When we're bummed about our work, we tend to think the problem is the actual tasks we do. Our day-to-day to-do list is boring and repetitive. Our workload is excessive. We're stuck in a rut doing the same things day in and day out.

But research shows that the difference between loving and hating a job is often less about what you do and more about the attitude with which you do it.

One fascinating study of hospital janitors, for instance, found that while many folks hated work most of us would think of as downright dreary, a thoughtful minority found clever ways to see the larger value of their efforts, leverage their unique skills, and take pride in their contribution. The latter enjoyed their jobs far more even though everyone had the identical job description.

A self-administered shot of intense motivation

The difference between dragging yourself to the office and taking pleasure in your work, in other words, often has little to do with your actual work. There are obvious exceptions to this, of course -- the solution to a truly toxic workplace is to run for the door not chastise yourself for your attitude, and moving on to a more stimulating gig can be a great idea.

But if you're pretty sure there is still value to be squeezed from your current job (or your circumstances mean you're stuck there for awhile), why not rethink your perspective for maximum motivation? In an interview with CNBC, psychologist and bestselling author Dan Ariely recently offered a dead simple suggestion to accomplish this -- ask yourself just one question.

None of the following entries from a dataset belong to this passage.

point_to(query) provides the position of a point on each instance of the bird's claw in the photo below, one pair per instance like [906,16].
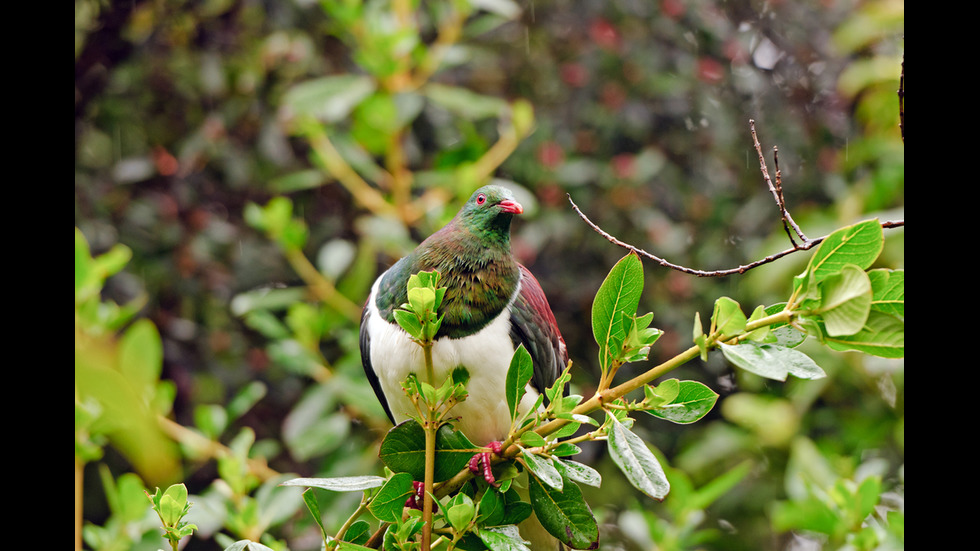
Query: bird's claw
[415,500]
[481,462]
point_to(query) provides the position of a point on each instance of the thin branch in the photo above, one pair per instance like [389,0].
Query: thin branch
[776,188]
[901,101]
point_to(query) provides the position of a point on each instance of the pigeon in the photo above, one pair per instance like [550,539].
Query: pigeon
[492,305]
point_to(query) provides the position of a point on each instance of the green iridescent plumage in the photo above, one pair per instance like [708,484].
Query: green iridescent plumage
[472,253]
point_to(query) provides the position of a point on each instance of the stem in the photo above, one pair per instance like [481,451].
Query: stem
[321,286]
[79,470]
[430,469]
[350,520]
[431,426]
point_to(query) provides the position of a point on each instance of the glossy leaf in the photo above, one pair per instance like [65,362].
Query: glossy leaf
[339,484]
[403,450]
[636,461]
[520,372]
[564,513]
[617,297]
[845,301]
[388,503]
[772,361]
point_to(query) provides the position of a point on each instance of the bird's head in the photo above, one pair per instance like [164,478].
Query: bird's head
[490,207]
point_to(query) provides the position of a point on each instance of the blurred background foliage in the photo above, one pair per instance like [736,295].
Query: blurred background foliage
[224,252]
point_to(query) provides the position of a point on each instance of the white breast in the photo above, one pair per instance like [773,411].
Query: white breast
[486,355]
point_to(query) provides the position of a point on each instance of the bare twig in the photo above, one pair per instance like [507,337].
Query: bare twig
[776,188]
[790,226]
[901,101]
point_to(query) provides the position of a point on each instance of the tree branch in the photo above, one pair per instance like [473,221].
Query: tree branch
[789,225]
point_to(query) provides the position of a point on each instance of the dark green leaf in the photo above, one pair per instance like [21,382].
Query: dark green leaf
[882,335]
[564,513]
[502,538]
[388,503]
[520,372]
[692,401]
[728,318]
[617,297]
[543,468]
[858,244]
[888,290]
[339,484]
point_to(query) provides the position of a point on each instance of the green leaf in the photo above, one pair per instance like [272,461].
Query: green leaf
[461,513]
[403,450]
[311,503]
[518,374]
[617,297]
[692,400]
[882,335]
[772,361]
[845,301]
[330,99]
[728,318]
[387,505]
[564,513]
[543,468]
[637,462]
[358,533]
[858,244]
[888,291]
[339,484]
[579,472]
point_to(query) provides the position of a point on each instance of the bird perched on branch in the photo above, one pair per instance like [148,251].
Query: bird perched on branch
[491,306]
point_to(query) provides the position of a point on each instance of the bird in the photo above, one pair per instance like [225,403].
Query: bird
[492,305]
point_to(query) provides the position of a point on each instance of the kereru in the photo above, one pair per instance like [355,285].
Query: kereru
[492,304]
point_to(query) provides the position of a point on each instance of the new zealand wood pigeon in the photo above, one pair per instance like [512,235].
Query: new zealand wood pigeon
[492,304]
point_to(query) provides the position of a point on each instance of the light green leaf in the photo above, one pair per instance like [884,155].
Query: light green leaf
[330,99]
[339,484]
[882,335]
[617,297]
[772,361]
[403,450]
[636,461]
[565,514]
[543,468]
[520,372]
[728,318]
[141,356]
[845,301]
[888,289]
[387,505]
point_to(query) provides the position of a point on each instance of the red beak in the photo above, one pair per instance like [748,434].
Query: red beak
[510,206]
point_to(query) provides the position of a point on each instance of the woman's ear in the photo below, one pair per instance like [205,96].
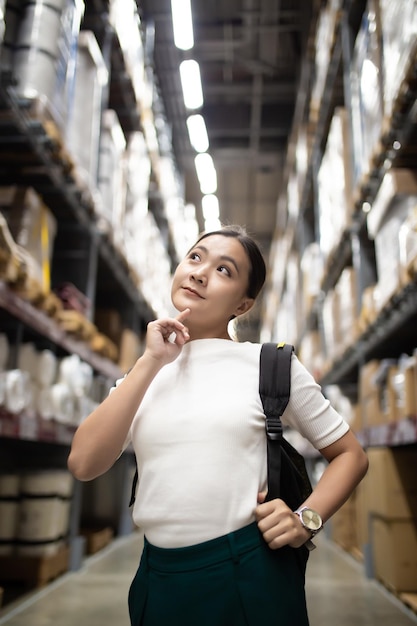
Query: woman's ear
[245,306]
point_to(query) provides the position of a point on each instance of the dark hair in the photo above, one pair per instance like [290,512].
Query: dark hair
[257,271]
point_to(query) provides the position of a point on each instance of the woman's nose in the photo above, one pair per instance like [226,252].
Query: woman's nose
[199,277]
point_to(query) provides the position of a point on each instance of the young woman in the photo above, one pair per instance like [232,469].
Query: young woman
[216,553]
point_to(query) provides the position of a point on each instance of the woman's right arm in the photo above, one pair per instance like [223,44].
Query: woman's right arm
[99,439]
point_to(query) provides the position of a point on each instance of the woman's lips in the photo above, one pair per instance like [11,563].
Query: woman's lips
[193,292]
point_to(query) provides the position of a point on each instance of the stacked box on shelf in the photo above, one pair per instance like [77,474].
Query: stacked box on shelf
[124,18]
[289,318]
[395,200]
[403,384]
[311,353]
[303,146]
[12,17]
[83,129]
[391,489]
[346,289]
[371,394]
[112,176]
[399,39]
[138,177]
[367,100]
[344,526]
[42,57]
[330,313]
[408,246]
[323,46]
[312,271]
[33,228]
[335,204]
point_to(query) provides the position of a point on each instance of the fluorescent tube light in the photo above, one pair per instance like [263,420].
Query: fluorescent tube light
[191,84]
[210,206]
[197,132]
[182,24]
[206,173]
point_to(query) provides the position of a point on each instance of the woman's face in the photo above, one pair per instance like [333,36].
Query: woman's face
[212,282]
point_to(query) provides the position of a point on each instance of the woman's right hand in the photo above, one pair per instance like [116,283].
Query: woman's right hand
[165,337]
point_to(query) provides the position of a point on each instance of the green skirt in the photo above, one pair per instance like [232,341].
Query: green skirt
[235,580]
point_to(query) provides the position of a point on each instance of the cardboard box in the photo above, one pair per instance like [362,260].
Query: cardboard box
[391,482]
[129,350]
[343,525]
[395,553]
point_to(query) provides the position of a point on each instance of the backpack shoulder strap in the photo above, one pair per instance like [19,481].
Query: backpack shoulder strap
[275,384]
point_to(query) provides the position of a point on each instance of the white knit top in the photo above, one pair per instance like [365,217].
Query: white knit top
[199,439]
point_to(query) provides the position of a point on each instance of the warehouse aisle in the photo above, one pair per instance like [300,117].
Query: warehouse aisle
[338,593]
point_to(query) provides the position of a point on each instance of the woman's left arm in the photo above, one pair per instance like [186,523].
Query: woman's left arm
[348,464]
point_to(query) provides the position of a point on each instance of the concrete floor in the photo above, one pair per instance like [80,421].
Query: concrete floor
[337,592]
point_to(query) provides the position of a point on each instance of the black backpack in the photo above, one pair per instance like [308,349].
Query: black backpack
[287,474]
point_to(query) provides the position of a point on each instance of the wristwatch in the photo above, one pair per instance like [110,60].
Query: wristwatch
[310,519]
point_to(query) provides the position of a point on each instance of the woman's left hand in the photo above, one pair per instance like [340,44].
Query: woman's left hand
[278,524]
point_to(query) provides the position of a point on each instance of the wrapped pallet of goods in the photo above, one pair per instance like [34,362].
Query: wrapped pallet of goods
[399,50]
[9,508]
[395,201]
[335,204]
[45,502]
[43,56]
[367,101]
[112,177]
[84,122]
[391,487]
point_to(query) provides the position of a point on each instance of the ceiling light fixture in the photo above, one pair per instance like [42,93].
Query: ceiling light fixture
[210,206]
[191,84]
[197,132]
[206,173]
[182,23]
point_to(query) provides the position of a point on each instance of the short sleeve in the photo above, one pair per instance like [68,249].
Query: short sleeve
[309,412]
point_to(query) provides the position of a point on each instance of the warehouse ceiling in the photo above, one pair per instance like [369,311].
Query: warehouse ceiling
[249,52]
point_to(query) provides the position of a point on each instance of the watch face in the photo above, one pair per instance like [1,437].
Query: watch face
[311,519]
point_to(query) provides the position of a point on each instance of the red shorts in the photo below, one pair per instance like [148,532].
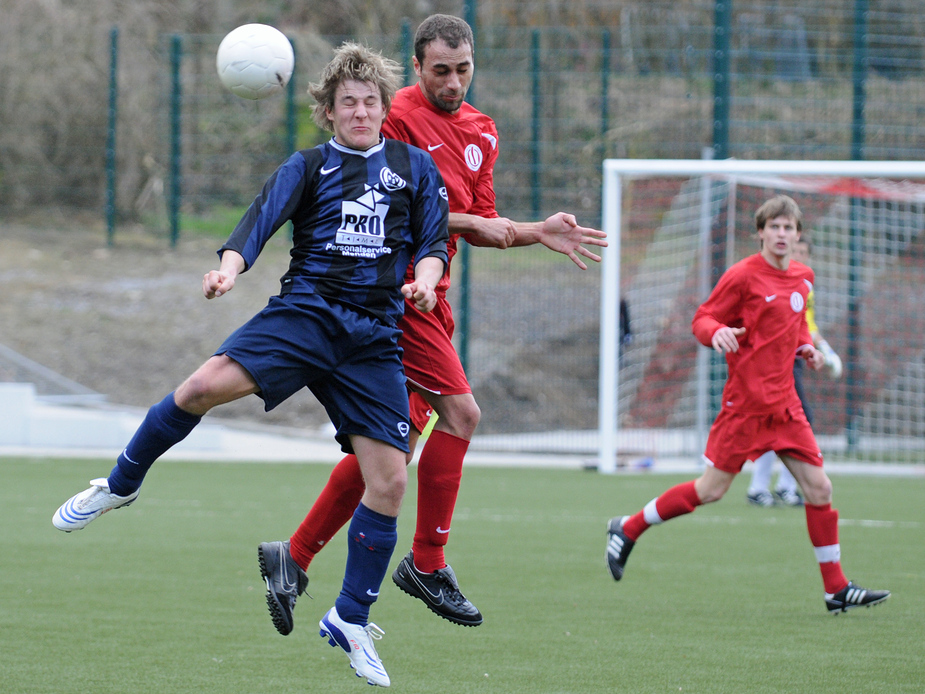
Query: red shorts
[430,359]
[736,437]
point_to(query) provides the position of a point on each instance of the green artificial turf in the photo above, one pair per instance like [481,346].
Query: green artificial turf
[166,596]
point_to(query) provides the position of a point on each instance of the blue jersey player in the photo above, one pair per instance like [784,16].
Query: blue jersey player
[361,207]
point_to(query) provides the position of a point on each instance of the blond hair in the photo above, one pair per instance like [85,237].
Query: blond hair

"Our understanding of what causes us to be happy is flawed," Ariely explains. "The rational perspective is that we're motivated by money and nothing else matters," but the truth is, while money is certainly nice, "we're motivated by a sense of meaning."

And while you probably would have to go through your boss (or, in the case of entrepreneurs, dip into your less-than-overflowing bank account) to get a raise or switch up your responsibilities, meaning is entirely yours to control. If janitors have scope to rethink their jobs, certainly you do too. Ariely recommends those experiencing flagging motivation ask themselves: "How is the work I'm doing helping someone down road? What meaning can I find here?"

Highlighting how your work benefits others offers a huge boost to motivation and happiness, Ariely contends. He has science on his side.

Another study done by Wharton professor Adam Grant with call center employees (another gig that's generally thought of as pretty depressing), found that simply reminding employees of the downstream benefits of their work -- in this case, by bringing in an employee from another department whose salary was paid by the sales they generated -- boosted performance by a whopping 20 percent, and that's without spending a dime or changing the job in any other way.

So how about it, how is your work helping someone down the road? And when is the last time you took a moment to consider this important question?